6:00 – Opening by Blackfish Gallery Director
6:05 – Artist talk by Edie Overturf
6:20 – Artist talk by Kelsey Birsa
6:35 – Artist talk by Backroom Gallery artist Kanetaka Ikeda
6:50 – Artist talk by Fishbowl II Artist Alex Meyer
In her current series, Kelsey Birsa explores her experiences of the quarantine and the feelings of anxiety and depression that it has created in herself and many others. She sourced images from her remote online community and included mixed media and abstraction in her process as a reflection of the recent chaos of current events. The past year has been a rollercoaster of emotions for many us, ranging from frustration to compassion and confusion to hope, as we navigate a world of information overload. While we each experienced 2020 a little differently, Birsa’s latest series of paintings illustrate how we are together in our loneliness.
Edie Overturf’s relief prints, drawings and sculptural work use the relationship of image and text to formulate narratives. Through indirect gesture and guiding vocabulary, the viewer is invited to weave their own connections. Much of the imagery and use of text were developed to give voice to her own frustrations and despair. Our world has held so much anger and so much fear, magnified under capitalism and today’s political oppression.
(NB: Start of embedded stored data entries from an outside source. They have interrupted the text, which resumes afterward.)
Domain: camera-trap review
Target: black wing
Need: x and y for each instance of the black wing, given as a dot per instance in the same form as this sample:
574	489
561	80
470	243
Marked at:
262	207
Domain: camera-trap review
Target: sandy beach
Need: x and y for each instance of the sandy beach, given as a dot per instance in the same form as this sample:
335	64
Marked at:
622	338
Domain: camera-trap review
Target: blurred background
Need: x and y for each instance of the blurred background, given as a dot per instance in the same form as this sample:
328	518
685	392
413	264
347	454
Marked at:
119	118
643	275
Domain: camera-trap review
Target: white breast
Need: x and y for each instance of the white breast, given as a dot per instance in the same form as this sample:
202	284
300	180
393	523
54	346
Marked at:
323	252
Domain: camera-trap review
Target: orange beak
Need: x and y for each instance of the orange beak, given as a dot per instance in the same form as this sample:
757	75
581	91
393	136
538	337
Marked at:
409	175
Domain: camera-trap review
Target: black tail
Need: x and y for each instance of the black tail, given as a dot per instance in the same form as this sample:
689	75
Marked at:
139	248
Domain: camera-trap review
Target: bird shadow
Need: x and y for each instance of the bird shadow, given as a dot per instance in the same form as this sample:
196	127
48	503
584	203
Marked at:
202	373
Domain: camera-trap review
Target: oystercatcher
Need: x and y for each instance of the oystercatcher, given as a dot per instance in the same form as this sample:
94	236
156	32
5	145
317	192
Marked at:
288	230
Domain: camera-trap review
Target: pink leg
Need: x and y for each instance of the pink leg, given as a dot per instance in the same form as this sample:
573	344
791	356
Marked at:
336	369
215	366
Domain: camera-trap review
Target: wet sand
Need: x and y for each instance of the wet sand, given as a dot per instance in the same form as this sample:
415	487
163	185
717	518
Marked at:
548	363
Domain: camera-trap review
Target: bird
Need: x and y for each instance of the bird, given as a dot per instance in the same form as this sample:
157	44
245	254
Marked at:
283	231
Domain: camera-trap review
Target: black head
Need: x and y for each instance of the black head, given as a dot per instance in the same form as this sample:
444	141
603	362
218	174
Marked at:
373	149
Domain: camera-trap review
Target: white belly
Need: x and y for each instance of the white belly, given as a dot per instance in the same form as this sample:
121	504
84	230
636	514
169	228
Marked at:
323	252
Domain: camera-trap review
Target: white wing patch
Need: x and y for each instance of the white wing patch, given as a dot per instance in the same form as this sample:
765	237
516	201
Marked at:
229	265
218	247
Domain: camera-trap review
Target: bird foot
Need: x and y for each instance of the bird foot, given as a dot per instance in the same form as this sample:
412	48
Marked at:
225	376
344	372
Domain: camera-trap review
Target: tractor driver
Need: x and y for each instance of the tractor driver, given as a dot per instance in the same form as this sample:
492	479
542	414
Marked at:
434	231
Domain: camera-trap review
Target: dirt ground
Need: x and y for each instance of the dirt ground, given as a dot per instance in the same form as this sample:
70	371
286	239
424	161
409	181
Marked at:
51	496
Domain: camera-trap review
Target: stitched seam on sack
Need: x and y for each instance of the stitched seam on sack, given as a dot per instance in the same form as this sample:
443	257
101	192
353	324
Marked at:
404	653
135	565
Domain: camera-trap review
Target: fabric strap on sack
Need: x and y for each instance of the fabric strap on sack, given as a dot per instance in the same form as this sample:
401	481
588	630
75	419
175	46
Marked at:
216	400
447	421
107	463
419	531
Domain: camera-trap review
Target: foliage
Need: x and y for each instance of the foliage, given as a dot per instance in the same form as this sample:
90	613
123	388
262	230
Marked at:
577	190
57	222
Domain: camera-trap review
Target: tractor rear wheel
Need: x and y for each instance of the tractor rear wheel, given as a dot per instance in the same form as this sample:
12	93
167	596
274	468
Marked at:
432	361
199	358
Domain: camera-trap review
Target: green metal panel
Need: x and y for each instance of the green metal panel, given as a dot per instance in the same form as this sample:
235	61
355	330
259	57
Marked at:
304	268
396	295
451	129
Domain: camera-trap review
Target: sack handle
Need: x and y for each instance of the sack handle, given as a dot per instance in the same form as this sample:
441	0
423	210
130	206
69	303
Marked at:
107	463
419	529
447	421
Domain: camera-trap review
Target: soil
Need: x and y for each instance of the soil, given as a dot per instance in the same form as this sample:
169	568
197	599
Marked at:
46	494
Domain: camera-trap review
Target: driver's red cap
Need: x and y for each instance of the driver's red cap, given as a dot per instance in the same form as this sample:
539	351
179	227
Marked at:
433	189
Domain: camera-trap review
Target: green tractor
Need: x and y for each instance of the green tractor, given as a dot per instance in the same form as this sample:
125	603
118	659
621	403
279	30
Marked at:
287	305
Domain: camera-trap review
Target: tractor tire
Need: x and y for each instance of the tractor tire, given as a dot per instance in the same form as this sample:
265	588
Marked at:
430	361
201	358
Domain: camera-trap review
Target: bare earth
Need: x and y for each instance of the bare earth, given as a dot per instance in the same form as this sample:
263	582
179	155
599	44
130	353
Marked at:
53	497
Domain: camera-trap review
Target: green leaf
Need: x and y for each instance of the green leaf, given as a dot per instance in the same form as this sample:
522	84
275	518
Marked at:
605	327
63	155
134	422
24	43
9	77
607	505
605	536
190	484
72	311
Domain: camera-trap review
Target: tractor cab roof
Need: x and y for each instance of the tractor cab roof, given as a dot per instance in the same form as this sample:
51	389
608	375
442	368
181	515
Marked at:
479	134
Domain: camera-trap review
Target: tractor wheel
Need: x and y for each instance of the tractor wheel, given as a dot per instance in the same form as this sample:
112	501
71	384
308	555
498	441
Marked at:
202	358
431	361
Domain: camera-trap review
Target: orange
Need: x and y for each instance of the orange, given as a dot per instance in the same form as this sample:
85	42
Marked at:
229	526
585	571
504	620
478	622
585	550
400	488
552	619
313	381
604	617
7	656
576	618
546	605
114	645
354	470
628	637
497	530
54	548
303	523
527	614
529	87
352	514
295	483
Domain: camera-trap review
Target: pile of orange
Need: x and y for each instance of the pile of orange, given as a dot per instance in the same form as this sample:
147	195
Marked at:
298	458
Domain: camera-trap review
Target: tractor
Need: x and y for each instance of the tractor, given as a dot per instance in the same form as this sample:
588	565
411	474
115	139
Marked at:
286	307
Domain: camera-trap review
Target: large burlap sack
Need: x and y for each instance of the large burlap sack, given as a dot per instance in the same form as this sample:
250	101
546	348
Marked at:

The pandemic has highlighted unresolved discord and disparity in the foundations of American life. There’s no individual story that encapsulates the communal experience of pain, loss, anger and anxiety. There are moments of fatigue from fighting to merely exist, let alone, to thrive. Flashes of anger and resentment when seeing strangers’ unmasked faces. The loathsome ache of grief and loss that is universally understood, yet painfully isolating. Inequities, injustices, and tragedies that have existed among us for far too long being exposed. This collection of work is an attempt to put words to that heaviness, to connect with others across a great distance. Through a process of collecting, naming, and giving forms to these feelings, Overturf hopes to create a space for viewers to process, grieve, and untangle their emotions.